Cícero: Primeiro o meu, depois o resto (Imagem da Internet)

Cícero: Primeiro o meu, depois o resto (Imagem da Internet)

Em entrevista ao programa Rede Debate, canal 27 da RCTV Net Digital, no dia 17 de fevereiro deste ano, o senador Cícero Lucena surpreendeu a muita gente admitindo desistir da reeleição para ser vice de Cássio Cunha Lima, caso fosse essa a melhor operação para compor alianças que garantissem um palanque fortalecido ao tucano.
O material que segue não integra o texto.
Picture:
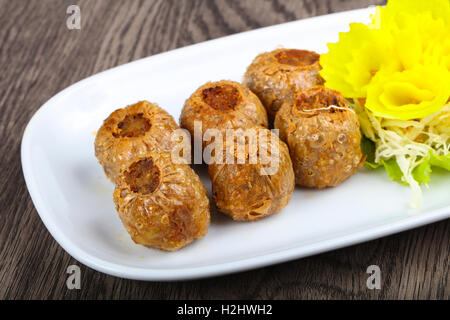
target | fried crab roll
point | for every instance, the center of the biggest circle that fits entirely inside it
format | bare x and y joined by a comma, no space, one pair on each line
162,205
323,136
260,180
130,133
275,77
222,105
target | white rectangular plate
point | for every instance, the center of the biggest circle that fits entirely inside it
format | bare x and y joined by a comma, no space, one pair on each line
74,199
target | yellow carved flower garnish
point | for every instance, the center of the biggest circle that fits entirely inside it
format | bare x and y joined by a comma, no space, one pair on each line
350,64
410,94
405,40
396,73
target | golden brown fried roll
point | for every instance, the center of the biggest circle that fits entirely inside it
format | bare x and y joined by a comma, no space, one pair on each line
275,77
221,105
130,133
256,188
162,205
323,136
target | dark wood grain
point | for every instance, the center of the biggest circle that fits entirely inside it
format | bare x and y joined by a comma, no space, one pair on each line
39,56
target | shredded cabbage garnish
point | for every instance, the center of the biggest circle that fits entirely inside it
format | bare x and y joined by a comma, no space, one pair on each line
408,148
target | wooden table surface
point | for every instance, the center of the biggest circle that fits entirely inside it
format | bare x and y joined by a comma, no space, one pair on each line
39,56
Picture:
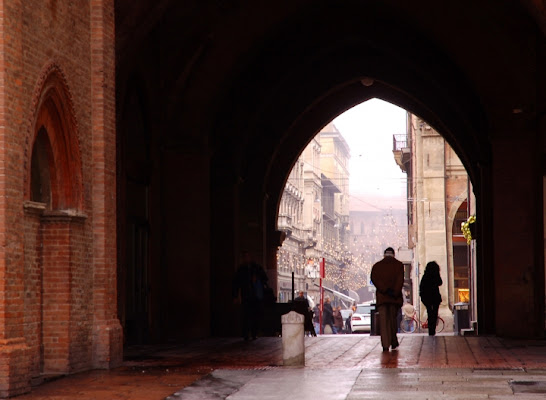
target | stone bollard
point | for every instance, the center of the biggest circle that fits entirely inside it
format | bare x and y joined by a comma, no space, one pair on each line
293,345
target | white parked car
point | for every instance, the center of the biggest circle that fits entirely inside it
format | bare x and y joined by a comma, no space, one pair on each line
361,321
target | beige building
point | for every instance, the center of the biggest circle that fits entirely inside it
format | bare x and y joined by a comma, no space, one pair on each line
438,202
314,216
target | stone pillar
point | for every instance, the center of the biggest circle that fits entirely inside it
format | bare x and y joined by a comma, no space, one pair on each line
517,259
293,343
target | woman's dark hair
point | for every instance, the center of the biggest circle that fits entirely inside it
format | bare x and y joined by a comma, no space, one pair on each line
432,268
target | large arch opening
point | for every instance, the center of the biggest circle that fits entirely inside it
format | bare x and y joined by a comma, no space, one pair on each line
347,198
238,132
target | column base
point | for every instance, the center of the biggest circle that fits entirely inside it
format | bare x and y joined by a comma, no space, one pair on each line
108,344
14,367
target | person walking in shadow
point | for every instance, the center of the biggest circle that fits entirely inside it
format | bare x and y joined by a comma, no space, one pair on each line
388,279
430,294
250,282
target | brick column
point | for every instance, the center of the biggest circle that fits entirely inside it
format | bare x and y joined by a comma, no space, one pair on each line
14,351
516,208
107,333
56,294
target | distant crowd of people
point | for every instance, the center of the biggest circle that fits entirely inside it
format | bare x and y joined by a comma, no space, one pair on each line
251,289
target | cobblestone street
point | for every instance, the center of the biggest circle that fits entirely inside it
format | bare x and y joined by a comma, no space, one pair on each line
337,366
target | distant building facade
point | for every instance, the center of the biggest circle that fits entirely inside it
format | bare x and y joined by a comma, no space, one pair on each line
314,216
439,199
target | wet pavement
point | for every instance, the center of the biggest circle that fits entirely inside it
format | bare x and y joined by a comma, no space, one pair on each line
337,367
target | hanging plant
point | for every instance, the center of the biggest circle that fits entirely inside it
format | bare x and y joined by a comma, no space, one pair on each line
469,228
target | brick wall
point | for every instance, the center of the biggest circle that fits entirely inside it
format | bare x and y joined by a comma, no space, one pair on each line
56,286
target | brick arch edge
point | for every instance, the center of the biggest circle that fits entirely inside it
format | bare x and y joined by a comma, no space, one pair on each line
53,109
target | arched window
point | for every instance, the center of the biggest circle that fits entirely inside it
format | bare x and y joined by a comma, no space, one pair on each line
55,176
40,173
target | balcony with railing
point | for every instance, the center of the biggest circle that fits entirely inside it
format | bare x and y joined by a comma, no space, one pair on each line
401,149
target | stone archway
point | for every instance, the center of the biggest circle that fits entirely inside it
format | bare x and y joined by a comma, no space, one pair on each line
55,234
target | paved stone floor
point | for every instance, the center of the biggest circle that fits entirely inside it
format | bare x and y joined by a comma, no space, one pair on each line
337,367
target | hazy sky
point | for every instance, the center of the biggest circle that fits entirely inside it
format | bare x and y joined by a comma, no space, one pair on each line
368,128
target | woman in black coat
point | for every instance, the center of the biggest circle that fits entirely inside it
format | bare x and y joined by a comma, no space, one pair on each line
430,294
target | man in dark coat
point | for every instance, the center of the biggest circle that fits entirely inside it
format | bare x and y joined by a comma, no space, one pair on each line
250,282
328,315
388,279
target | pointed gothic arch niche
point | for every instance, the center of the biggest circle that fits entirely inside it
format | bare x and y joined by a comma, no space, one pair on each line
54,230
55,171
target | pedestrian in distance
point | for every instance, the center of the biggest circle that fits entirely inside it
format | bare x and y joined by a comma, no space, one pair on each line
249,287
316,318
429,290
338,319
388,279
328,316
301,305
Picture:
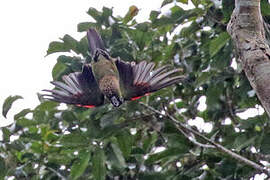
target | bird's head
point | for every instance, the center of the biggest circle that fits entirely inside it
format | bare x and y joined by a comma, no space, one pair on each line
116,100
100,54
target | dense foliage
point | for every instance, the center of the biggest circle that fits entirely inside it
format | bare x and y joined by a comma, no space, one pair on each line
132,142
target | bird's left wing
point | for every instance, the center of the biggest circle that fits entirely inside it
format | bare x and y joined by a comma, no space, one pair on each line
137,80
79,88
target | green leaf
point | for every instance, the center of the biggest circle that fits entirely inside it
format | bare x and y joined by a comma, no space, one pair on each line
125,142
22,113
8,103
265,144
218,43
119,155
154,158
74,140
26,122
94,14
3,169
165,2
84,26
183,1
132,12
99,168
6,134
57,46
58,70
78,167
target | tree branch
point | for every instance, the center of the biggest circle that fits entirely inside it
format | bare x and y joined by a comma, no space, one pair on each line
216,145
246,28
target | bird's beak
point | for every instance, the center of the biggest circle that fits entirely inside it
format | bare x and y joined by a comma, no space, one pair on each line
116,101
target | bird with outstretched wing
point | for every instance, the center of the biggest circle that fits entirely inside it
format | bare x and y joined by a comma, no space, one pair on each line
110,78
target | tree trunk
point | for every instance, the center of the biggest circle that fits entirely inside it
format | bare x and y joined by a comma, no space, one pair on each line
247,31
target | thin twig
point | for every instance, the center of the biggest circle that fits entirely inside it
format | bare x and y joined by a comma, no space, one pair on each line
218,146
57,173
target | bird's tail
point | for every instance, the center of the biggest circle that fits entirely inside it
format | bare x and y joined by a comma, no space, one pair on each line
95,42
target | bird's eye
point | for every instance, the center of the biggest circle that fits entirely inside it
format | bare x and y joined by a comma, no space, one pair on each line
115,101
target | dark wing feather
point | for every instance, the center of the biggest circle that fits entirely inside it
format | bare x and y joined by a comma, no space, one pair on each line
139,79
79,88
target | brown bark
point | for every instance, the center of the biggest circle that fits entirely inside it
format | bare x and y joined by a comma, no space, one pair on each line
247,31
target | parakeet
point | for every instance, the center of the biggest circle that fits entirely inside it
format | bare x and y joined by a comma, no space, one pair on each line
110,79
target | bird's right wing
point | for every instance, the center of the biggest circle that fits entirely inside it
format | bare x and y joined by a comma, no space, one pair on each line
79,88
137,80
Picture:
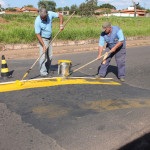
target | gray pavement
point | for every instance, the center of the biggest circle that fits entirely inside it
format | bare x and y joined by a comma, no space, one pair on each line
79,117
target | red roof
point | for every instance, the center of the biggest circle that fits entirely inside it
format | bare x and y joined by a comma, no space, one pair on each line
103,9
29,8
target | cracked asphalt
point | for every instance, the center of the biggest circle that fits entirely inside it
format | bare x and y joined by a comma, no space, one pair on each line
78,117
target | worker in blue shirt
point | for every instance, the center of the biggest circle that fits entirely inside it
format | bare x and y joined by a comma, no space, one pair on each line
116,44
43,31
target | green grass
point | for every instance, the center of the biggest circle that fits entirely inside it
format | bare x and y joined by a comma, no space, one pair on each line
20,28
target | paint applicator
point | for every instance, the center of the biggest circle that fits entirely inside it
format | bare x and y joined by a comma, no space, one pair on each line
18,83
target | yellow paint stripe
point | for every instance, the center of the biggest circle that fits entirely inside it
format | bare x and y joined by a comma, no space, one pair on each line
108,105
4,70
51,111
20,85
57,111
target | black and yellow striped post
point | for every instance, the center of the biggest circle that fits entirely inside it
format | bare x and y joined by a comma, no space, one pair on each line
4,68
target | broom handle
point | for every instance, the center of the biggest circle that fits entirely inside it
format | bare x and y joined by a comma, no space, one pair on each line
88,63
47,47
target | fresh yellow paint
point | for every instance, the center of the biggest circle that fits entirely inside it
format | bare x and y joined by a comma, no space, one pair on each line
52,111
45,82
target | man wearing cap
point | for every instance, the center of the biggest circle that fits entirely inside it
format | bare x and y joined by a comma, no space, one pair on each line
115,43
43,31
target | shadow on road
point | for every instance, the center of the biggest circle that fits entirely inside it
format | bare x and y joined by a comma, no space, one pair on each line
110,69
142,143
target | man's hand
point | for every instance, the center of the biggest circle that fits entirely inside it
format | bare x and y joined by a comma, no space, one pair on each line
99,56
44,48
61,27
113,50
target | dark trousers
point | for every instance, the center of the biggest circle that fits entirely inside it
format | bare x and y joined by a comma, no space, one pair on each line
120,57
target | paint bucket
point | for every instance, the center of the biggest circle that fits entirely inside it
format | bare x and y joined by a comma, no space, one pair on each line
64,67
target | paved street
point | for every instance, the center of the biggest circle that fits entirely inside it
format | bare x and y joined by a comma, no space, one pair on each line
80,116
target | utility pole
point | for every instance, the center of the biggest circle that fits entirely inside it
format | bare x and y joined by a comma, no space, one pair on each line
135,7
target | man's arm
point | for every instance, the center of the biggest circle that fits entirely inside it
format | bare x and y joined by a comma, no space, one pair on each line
116,46
41,41
61,27
120,41
101,45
Em outras ocasiões, inclusive diante da cúpula nacional do PSDB, Cícero garantiu que não seria problema para composição da chapa com outros partidos, incluindo a vaga de senador. Cássio também foi taxativo e impôs a formação de aliança ampla como uma das condições para ser candidato a governador. Cícero concordou.

Não se sabe por quais motivos, Cícero agora “se arrependeu” do que disse ou então não estava falando a verdade nas ocasiões anteriores. Antes defensor de uma composição ampla para fortalecer Cássio, o senador agora quer que o PSDB concorra com uma chapa “puro sangue” para enfraquecer a candidatura do seu próprio partido. Uma mudança de opinião, no mínimo, estranha. Quem queria construir, agora quer destruir. Nem parece o Cícero Lucena ligado à Construção Civil que foi vice de Ronaldo em 1990. E ajudou o poeta a se eleger governador.

Aliás, para ser prefeito de João Pessoa, por duas vezes, Cícero fez composições. Inclusive seu vice, Reginaldo Tavares, era do antigo PFL, hoje DEM. As alianças antes eram importantes. Hoje, não servem mais. E podem até servir, desde que garantam vaga para Cícero na chapa majoritária.

O senador já deixou claro seu lema: primeiro o meu, depois o resto.